Innocent Grace

Mar 12, 2004 03:59

::yawn:: i'm so tired. i was just driving home and i passed a fiery red billowing smoke. one of the smoke clouds looked like a goat head. it kinda freaked me out.

tonight was weird. it started off pretty normally at stir crazy. i left there and went to waffle house and the quest with kim for a lil while. pretty boring. so i went to jess's birthday bash (HAPPY BIRTHDAY!!!!) where the night just got interesting. First of all, I saw so many people i went to high school with. It was ridiculous. I had almost forgotten some of those people existed. and John was there...damn, like negative weight! what happened to him? he lost like the entire backstreet boy group. saw zak, charlie, tyler, heather, and others from the crew also. always a pleasure. i need to spend more time with them. i miss them. i'll get to see them more though cuz the band is getting a pad at the same building where the search and john's band practice.

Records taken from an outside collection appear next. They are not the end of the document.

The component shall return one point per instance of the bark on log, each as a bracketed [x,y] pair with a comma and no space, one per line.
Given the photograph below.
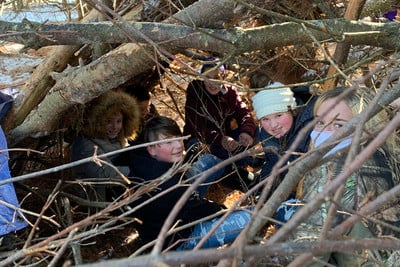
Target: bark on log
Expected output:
[124,63]
[40,81]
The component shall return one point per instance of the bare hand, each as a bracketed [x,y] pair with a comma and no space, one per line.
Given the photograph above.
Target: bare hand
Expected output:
[245,139]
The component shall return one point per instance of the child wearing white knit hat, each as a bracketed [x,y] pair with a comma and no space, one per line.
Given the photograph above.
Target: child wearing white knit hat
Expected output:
[281,119]
[271,101]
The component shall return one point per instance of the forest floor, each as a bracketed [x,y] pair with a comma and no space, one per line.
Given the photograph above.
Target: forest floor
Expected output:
[16,67]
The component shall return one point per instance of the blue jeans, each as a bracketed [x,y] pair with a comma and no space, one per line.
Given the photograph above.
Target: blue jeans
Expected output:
[204,163]
[225,233]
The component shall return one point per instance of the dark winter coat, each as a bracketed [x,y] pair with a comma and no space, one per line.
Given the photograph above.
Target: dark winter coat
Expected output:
[209,117]
[153,215]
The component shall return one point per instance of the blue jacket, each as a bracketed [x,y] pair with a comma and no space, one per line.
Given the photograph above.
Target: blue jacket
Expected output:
[145,169]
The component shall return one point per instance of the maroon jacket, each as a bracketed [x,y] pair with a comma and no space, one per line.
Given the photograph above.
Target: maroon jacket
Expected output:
[208,117]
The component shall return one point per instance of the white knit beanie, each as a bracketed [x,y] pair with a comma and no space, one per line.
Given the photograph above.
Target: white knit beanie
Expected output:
[271,101]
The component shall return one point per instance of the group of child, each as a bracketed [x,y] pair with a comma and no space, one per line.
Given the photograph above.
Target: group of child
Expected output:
[216,116]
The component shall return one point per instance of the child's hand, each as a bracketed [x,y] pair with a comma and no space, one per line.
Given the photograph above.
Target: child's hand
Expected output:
[245,139]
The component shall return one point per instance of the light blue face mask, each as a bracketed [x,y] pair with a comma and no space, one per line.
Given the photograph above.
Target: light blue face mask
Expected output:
[319,138]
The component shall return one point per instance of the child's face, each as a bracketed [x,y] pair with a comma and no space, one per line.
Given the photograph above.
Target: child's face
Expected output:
[169,151]
[277,124]
[114,125]
[212,87]
[336,116]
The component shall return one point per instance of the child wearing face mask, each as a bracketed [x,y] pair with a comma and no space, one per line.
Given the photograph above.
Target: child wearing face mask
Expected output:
[109,122]
[282,116]
[165,160]
[373,178]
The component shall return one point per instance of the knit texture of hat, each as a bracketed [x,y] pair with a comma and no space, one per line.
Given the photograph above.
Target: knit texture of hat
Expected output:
[271,101]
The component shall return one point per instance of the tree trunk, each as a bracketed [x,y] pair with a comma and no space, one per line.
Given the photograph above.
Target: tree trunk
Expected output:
[353,12]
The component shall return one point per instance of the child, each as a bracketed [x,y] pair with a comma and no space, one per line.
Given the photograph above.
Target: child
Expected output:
[155,161]
[111,120]
[281,120]
[216,115]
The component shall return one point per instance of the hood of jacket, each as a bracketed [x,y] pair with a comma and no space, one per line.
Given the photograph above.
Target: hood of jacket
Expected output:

ps-biscayne is gonna do a reunion. damn like whoa! i must say that biscayne has been by far my favorite band. we rocked the house and everyone loved us. too bad we let trivial bullshit tear us apart. especially now that we all get along again...fuck. i mean, we even had a record deal! we just threw it away. petty arguments will be the end of me.

anyway, at jess's she had a bunch of shit that belonged to rachel. it was almost eerie to see it all. we looked through it a little bit and talked about rachel and it all of a sudden hit me that she was gone. all of these memories started to hit me as i filed through everything. i had forgotten how close we were. and i just started to cry. and i couldn't stop it. and i didn't really want to. i just can't explain it. she shouldn't have died. she was too good of a person. it just doesn't seem fair.